L'ECHEC



Si la Lumière est une flamme triomphatrice, elle est aussi comme l'assaut toujours repoussé des vagues qui battent un récif; combien de milliards de fois le roc n'a-t-il pas réduit la lame en écume impuissante ? Mais la nuit vient sûrement où, miné par en dessous, il s'effondrera en poussières dans le sein profond de sa patiente ennemie.

Cycles après cycles, races après races, années après siècles, minutes après jours, le Ciel S'offre, sans lassitude, à l'homme et au diable, et ceux-ci s'emparent avec avidité de cet aliment et de cette boisson, et ils usent de leurs forces rajeunies pour satisfaire leur bien-être.

Mais l'Amour, sans cesse immolé se débat dans les ténèbres de l'égoïsme : et, un beau jour la créature sent bouger quelque chose en elle : c'est le remords et c'est l'aube du triomphe de la Lumière. Ce soleil mettra peut-être des milliers d'années à percer les nuages, mais il les percera.

La victoire du Ciel revêt donc, pour des yeux prévenus, les apparences de la défaite. Parce que Son opération dépasse l'entendement, elle nous est déraisonnable et incompréhensible; c'est pour cela qu'elle ressortit au domaine de la foi, et que l'incrédulité des compatriotes du Christ empêche le miracle.

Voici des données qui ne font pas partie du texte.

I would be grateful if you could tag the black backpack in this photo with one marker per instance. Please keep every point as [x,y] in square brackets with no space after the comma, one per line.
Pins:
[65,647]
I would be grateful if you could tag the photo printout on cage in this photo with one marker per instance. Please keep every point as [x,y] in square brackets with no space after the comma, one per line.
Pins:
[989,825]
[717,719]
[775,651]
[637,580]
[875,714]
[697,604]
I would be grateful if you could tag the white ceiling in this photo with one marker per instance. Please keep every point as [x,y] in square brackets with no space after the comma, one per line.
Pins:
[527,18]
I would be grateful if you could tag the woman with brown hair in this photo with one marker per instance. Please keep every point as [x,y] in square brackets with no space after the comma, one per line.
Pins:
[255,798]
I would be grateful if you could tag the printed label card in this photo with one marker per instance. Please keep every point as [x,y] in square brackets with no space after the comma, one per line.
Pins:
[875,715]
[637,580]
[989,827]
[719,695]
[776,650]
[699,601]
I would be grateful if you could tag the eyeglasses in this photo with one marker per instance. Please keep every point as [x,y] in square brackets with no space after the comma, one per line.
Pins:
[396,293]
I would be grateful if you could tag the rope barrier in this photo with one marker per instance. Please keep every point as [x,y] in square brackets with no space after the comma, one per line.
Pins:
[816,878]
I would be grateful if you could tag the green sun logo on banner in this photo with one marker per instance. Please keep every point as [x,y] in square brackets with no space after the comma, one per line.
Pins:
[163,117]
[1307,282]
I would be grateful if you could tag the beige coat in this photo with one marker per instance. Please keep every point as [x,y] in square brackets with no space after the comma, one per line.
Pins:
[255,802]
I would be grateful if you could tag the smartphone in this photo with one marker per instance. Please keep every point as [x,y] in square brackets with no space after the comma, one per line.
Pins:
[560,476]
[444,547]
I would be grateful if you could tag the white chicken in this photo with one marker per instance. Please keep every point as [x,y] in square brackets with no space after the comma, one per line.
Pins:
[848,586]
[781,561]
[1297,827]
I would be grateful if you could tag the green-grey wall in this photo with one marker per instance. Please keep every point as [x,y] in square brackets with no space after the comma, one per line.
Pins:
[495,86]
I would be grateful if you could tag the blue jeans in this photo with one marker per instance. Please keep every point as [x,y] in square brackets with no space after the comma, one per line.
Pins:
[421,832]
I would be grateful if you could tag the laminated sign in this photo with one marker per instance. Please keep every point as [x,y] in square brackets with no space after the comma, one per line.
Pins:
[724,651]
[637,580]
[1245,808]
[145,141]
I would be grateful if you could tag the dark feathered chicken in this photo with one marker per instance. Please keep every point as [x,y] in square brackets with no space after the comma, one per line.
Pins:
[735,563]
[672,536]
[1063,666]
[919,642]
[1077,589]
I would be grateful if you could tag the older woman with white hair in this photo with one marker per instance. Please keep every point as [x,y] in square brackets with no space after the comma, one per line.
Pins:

La foi, en effet, s'appuie sur le mystère et sur l'inconnu. Un thaumaturge qu'on a vu jouer avec les autres enfants sur les places publiques, dont on connaît la maison, la famille, perd de son prestige. La raison des spectateurs ferme la porte aux secrets intuitifs; ils se scandalisent de cette dérogation aux habitudes, de ce renversement de l'ordre établi; ils construisent une digue pour détourner d'eux le cours du fleuve de la grâce.

Or, quel est le travail du missionné ? Comme Isaïe l'explique, il est sextuple. Celui qui a reçu le baptême de l'Esprit doit redonner du courage et de l'espoir à ceux qui végètent dans les privations, que personne n'essaie de tirer de l'indigence, de l'ignorance et de l'isolement; à ceux-là il apporte la clef du Trésor céleste.

A ceux qui ont le coeur brisé il suscite le désir, l'enthousiasme et la foi; il les rend capables de se remettre au travail; il leur fait pressentir le goût de la béatitude pour leur enlever l'amertume des amours temporelles qu'ils ont perdues.

Ceux qui n'ont point de monnaie morale, de mérites, et que les gendarmes font travailler sans salaire pour éteindre leurs dettes, il leur donne le prix de ses propres souffrances, et les met à même de se remettre à l'ouvrage pour leur compte.

Il y en a d'autres qui ont détourné leur regard, aussi bien celui des yeux que celui du coeur, de la Lumière; comme un organe qui n'est pas exercé s'atrophie, ils ont perdu la faculté de voir. Cure difficile que celle-là, et possible seulement au véritable thérapeute.

Il faut aussi faire cesser l'injuste persécution que subit le petit nombre des hommes de bien qui n'ont pas voulu rendre un culte aux dieux de l'argent, de la gloire et de la ruse. Ces serviteurs obscurs du Ciel ont droit, de temps à autre, à un peu de répit; il faut leur préparer la halte, non pas en pensée, mais physiquement; il faut leur arranger un petit coin de terre où ils puissent vivre à l'aise, eux et leur famille.

Enfin, il n'y a pas que le genre humain dont le Ciel S'occupe; d'innombrables hiérarchies réclament Son assistance. La réfection de tous ces êtres, leur réorganisation, le redressement des forces directrices, la culture des terres spirituelles, la recherche des hommes dont le nom est inscrit sur le Livre de Vie, leur répartition dans des familles appropriées, la possibilité d'une science convenable, tels sont quelques-uns des objets que doit régler celui que le Ciel charge d'établir les bases de Son règne.

Pour suffire à cette besogne formidable, il faut un organisme solide et un tempérament de fer. Et encore la nature humaine n'y résisterait pas si elle n'était aidée; mais ce ne doit pas être là notre souci pour le moment. Cherchons seulement autour de nous s'il est quelqu'un à qui tout le monde prodigue des calomnies; il y aura de bien grandes chances, alors, pour que ce soit un envoyé de Dieu.